The behaviour most robustly affected by the playback of 22 kHz calls in the present study was distance travelled on the eight-arm maze (Fig. 5A–D). For each of the playback condition, the time course in 1-min blocks (left panels) and the means of the different phases (before, during, and after stimulus playback; right panels) are shown. Notably, playback of lion urine-induced 22-kHz calls with a low intensity but not the respective control induced an reduction of locomotor activity [ANOVA: interaction stimulus x time: F10,190 = 2.55, p = 0.007; time: F10,190 = 3.74, p = 0.0001; stimulus: F1,19 = 0.03, p = 0.86] (Fig. 5A). This reduction was only observed during stimulus presentation [post-hoc Sidak’s comparisons for each minute: t = 3.56, p = 0.005 for stimulus phase; ts < 2.01, ps > 0.40 for all other minutes]. Analysis of the different phases of the test (right panel) supported the previous analysis, i.e. there was a reduction of locomotor activity during presentation of the lion urine-induced 22-kHz calls but not during presentation of the respective control [ANOVA: interaction stimulus x time: F2,38 = 9.97, p = 0.003; phase: F2,38 = 15.83, p < 0.0001; stimulus: F1,19 = 0.79, p = 0.39]. Again, post-hoc Sidak’s comparisons showed significant differences during stimulus presentation [t = 4.71, p < 0.0001] but not in the pre- or post-phase [ts < 1.19, ps > 0.56]. Further comparisons revealed that locomotor activity during playback of lion urine-induced 22-kHz calls was significantly lower than in the pre- and post-phases [ts > 5.10, ps < 0.0001].
Low intensity playback presentations of lion urine-induced 22-kHz calls or fear CS-induced 22-kHz calls but not of their respective controls led to a reduction in locomotor activity on a radial maze.
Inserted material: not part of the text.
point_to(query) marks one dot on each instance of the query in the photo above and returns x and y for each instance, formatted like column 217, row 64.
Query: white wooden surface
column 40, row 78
High intensity playback presentations unspecifically reduced locomotor activity during and after playback. Line diagrams depicting the mean locomotor activity (±SEM) of the rats in 1-min blocks (left panels; S or stim as well as the shaded area indicate the minute of playback presentation) or in the different phases of the experiment (right panel; pre, before playback; stim, during playback; post, after playback presentation). The rats were exposed to playback presentations of low intensity lion urine-induced 22-kHz calls and their respective phase-scrambled and frequency-shifted controls (A), low intensity fear CS-induced 22-kHz calls and the respective controls (B), high intensity lion urine-induced 22-kHz calls and the respective controls (C), and high intensity fear CS-induced 22-kHz calls and the respective controls (D). **p < 0.01 (post-hoc Sidak’s comparisons 22-kHz calls vs. control), #p < 0.05, ##p < 0.01 (post-hoc Sidak’s comparisons vs. pre-phase; only 22-kHz calls), §p < 0.05, §§p < 0.01 (post-hoc Sidak’s comparisons vs. pre-phase; only controls) after significant effects in ANOVA.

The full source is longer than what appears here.